I always admit that I don’t have any original ideas and I don’t have any new ideas. I found something I wrote six years ago while sitting in forest shelter to avoid the rain. It has the advantage of being more spontaneous and I really cannot improve on it so I copied it below with a few minor edits.

I have been wandering forests for my entire adult life, most of my adolescence and some of my childhood. I have learned to identify the trees, soil types, & topography. I love forests, but my thinking about them has changed. I used to like to wander lonely as a cloud. I didn’t want to see the signs of human kind in my forests. Maybe that was because there was little chance I would get my wish.

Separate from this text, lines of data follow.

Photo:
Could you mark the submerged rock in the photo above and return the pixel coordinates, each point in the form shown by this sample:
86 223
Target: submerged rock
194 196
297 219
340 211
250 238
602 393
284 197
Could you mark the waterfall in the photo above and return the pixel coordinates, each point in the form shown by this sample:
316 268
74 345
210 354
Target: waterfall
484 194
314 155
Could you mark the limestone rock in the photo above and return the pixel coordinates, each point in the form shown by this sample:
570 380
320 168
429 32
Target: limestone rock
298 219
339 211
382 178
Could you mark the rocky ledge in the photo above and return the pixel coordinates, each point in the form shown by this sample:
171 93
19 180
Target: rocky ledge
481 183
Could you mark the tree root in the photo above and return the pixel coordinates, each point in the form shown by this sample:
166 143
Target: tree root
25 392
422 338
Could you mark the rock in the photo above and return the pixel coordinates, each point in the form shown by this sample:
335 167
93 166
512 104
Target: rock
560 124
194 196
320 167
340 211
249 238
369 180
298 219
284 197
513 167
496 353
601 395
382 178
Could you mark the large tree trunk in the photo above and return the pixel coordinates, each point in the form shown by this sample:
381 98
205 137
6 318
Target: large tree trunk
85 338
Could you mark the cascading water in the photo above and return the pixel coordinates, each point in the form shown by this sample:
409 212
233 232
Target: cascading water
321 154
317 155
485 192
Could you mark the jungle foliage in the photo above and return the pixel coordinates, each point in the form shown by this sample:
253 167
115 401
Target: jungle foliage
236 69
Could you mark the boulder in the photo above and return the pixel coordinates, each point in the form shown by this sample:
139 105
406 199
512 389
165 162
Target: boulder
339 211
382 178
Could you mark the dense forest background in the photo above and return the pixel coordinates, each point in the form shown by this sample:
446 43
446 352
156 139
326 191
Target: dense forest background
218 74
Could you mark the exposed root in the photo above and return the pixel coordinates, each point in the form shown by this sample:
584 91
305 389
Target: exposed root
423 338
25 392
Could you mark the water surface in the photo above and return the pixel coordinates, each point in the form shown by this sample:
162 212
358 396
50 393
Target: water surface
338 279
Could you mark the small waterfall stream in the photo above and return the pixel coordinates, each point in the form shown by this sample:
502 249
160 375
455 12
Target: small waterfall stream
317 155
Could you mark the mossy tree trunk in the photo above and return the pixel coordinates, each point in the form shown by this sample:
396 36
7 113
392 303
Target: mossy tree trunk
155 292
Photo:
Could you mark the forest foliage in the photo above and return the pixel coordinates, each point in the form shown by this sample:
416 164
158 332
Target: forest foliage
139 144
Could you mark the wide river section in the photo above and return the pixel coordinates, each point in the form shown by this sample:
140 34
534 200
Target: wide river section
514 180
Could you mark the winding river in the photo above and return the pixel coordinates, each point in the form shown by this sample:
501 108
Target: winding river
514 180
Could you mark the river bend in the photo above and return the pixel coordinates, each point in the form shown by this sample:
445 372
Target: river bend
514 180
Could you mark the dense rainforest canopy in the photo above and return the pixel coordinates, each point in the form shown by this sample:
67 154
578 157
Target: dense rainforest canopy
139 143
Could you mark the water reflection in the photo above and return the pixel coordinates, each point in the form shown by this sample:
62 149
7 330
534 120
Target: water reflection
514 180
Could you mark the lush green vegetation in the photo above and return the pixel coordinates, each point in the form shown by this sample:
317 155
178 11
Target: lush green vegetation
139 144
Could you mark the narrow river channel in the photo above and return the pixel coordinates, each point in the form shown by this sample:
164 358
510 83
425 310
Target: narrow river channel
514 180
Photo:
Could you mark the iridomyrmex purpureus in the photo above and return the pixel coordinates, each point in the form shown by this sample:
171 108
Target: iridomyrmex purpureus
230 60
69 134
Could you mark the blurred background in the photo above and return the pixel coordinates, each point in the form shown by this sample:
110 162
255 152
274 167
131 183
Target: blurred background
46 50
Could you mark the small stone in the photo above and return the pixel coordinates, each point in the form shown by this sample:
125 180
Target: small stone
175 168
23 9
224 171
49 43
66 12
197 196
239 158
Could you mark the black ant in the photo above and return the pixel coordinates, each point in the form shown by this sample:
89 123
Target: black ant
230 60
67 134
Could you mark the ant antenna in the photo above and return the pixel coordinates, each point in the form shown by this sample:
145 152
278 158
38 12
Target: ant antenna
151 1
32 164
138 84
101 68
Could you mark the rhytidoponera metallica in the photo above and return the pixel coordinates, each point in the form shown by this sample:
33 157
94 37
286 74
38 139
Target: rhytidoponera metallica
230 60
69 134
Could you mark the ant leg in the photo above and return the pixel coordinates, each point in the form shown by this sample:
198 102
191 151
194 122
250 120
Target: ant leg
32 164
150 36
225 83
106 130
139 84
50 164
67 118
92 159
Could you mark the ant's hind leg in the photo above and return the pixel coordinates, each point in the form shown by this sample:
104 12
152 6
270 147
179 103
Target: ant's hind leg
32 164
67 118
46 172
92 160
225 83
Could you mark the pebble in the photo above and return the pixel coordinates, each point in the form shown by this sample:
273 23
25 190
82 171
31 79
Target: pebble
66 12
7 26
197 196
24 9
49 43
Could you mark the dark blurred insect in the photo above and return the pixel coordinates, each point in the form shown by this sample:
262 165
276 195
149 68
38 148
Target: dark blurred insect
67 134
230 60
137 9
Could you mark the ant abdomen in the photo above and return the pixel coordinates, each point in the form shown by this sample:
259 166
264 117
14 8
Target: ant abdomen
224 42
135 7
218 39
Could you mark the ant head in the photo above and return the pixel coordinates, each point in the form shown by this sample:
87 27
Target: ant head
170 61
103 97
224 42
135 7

Nature without people is just plain lonely

I have changed my mind. I don’t really like wilderness in the sense of land without man. There was plenty of that in the countless eons before man and there will be plenty more after we are gone. Will “time” stop with nobody left to count the minutes, hours, days and years? It might sound arrogant to say that man is the measure of nature, but it is even more arrogant and downright ignorant for any human to say that he can understand nature in any other way. Raw nature is nasty, cold and incompressible. No human can respect nature in its natural state and it really doesn’t matter if we do. There is nothing the human race can do to add or detract from nature. If we managed what we arrogantly fear (but couldn’t really do) – if we destroyed the entire surface of the Earth, would that make any difference to a nature that encompasses an endless universe of worlds without end with billions of years at its disposal? Is there anything any of us could do that will make a difference a billion years hence?

What can we do to harm nature? In the long run – nothing

It would make a difference to humans in the here and now. We can only add or detract from the human interpretation of nature. Now I am happy to see signs of “good” human intervention and sometimes even the results of a bad intervention healed. More than a century ago, a great man-made catastrophe transformed Northern Wisconsin. The great Peshtigo fire burned everything from the middle of the state to Lake Michigan. You can still see the signs in the type of vegetation and soils. We now call it old growth, but it results directly from inadvertent “bad” human intervention. The people living now benefit from this horrible tragedy of which most of them are unaware. Sitting in alone in a forest shelter in a downpour puts things in perspective.